On HBO next Saturday night (March 24), 17th-century poetry meets modern medical science.
Though neither team wins, everybody on both sides of the camera has a right to
be proud of Wit.
And pride is crucial to Wit. In the Mike Nichols film version of Margaret Edson's Pultizer Prize-winning play, we hear a lot of John Donne, including all of his magnificent sonnet, Death be not proud.
Nor should death be proud, certainly not of ovarian cancer. But Emma Thompson earns that right. The professor of irony and paradox learns to read the suffering text of her own body.
She must then submit to Jonathon Woodward (equal parts anxiety and arrogance, complacency and thumbs), a callow young doctor for whom other people's cancer is a research opportunity.
Thompson's remarkable Vivian will proceed from austere courage to animal pain, losing her hair and almost her mind.

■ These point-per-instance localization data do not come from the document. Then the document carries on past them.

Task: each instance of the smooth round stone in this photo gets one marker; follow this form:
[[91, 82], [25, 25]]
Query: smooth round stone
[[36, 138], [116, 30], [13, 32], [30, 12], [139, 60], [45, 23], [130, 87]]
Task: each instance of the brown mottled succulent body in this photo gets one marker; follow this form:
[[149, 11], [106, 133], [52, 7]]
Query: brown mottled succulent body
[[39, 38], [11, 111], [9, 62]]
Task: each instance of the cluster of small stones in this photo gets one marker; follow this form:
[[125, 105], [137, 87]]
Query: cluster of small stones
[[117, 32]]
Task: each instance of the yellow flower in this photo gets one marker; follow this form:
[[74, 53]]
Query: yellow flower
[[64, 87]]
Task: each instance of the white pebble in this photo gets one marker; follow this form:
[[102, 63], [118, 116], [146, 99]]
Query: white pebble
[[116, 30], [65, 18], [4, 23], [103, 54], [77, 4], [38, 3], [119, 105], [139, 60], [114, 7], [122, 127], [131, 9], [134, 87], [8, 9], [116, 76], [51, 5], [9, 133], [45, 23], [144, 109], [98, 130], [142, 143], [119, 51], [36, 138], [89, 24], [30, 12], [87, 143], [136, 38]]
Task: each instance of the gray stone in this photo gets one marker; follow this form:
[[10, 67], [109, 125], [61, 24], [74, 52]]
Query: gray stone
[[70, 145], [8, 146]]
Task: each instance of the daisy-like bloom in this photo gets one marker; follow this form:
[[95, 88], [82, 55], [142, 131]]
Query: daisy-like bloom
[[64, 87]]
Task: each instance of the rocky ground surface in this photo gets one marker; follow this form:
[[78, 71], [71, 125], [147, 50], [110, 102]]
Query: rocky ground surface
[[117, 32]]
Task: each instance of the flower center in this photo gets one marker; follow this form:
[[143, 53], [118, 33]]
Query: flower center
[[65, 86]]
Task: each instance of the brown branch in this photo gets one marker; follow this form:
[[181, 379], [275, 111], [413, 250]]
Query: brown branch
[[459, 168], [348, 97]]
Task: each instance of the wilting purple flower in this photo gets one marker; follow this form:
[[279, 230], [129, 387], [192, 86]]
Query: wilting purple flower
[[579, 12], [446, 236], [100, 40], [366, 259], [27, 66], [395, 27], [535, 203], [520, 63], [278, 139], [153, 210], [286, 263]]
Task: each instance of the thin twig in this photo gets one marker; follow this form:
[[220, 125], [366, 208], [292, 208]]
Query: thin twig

In hospital, she is attended by Audra McDonald, a nurse but also an accomplice who gives her baby oil and orange Popsicles and listens to her bitter jokes.
In flashbacks, Thompson revisits Eileen Atkins, her mentor in all things 17th century, a high-strung harp or bow, a bundle of octaves and arrows. And Harold Pinter, the father who encouraged her to read Beatrix Potter. And, of course, John Donne, seeking salvation in literary conceits.
But it sometimes seems that the only grace for Vivian, alone with her fierce intelligence, is an IV morphine drip. Until...well, language is full of miracles even if medicine isn't.
About this superb Wit, I feel a baffled gratitude. How can it be that dying is, at once, a comma, an anguish, and an exultation?